Use extendOnAxis() to specify which
dimension grows when parts are joined. All other dimensions must have
the same number of values across parts.
builder = SimpleStoreBuilder()
# Part 1: surface parameters
# Dimension D is count date x time
# Dimension P1 is count param
# Dimension N is the number of values in the grid
# Resulting shape of this part is [D, P1, N]
builder.add_part(
"levtype=sfc,param=165/166,...",
[
AxisDefinition(["date", "time"], Chunking.SINGLE_VALUE),
AxisDefinition(["param"], Chunking.SINGLE_VALUE),
],
ExtractorType.GRIB,
)
# Part 2: pressure level parameters
# Dimension D is count date x time
# Dimension P2 is count param x levelist
# Dimension N is the number of values in the grid
# Resulting shape of this part is [D, P2, N]
builder.add_part(
"levtype=pl,param=131/132,levelist=50/100,...",
[
AxisDefinition(["date", "time"], Chunking.SINGLE_VALUE),
AxisDefinition(["param", "levelist"], Chunking.SINGLE_VALUE),
],
ExtractorType.GRIB,
)
# Extend on the param dimension (index 1)
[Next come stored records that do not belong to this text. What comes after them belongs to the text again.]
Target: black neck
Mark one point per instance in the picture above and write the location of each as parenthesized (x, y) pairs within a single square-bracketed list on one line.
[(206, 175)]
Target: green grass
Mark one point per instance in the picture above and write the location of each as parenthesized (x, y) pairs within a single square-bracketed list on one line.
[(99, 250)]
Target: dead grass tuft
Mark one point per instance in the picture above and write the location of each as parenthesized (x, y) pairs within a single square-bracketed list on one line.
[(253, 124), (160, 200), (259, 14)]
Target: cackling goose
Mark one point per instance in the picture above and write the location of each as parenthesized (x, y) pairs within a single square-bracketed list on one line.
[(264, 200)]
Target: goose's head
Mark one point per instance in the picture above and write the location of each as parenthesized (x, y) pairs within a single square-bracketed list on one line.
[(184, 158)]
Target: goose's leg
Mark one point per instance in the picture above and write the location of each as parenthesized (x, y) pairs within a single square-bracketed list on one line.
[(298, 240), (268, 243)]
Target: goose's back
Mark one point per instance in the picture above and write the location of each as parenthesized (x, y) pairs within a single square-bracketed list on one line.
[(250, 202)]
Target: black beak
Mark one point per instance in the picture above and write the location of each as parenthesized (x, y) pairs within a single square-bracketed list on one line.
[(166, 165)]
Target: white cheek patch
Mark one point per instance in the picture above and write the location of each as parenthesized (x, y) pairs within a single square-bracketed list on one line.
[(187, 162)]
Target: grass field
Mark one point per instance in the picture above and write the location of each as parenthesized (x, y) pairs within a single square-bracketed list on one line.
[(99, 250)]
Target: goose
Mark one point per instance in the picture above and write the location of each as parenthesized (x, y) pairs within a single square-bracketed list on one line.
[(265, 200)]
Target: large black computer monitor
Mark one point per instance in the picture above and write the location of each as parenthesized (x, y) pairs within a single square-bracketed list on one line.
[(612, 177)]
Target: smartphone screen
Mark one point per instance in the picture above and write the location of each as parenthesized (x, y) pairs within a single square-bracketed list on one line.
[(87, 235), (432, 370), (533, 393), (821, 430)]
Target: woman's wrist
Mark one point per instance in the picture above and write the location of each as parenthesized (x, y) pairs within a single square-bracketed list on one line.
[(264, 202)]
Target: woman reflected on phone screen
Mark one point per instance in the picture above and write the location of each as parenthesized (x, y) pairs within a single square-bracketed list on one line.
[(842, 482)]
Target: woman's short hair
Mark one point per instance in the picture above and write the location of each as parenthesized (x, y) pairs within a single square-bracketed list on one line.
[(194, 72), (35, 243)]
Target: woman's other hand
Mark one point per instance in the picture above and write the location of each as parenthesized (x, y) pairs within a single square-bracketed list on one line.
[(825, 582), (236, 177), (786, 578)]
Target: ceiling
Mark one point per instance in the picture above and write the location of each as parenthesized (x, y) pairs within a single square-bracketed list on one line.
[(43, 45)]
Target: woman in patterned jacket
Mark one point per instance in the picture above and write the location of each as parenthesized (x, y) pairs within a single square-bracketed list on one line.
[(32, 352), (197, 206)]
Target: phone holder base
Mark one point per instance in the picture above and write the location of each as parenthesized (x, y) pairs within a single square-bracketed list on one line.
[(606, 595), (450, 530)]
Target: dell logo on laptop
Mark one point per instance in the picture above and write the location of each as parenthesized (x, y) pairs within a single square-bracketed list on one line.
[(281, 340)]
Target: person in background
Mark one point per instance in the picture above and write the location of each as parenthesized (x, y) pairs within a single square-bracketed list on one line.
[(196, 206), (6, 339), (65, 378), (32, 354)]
# Final shape will be [D, P1 + P2, N]
builder.extendOnAxis(1)
store = builder.build()
The datetime dimension (index 0) must have the same values in both parts. The param dimension (index 1) grows: 2 surface parameters + 4 pressure-level combinations (2 params × 2 levels) = 6 entries total.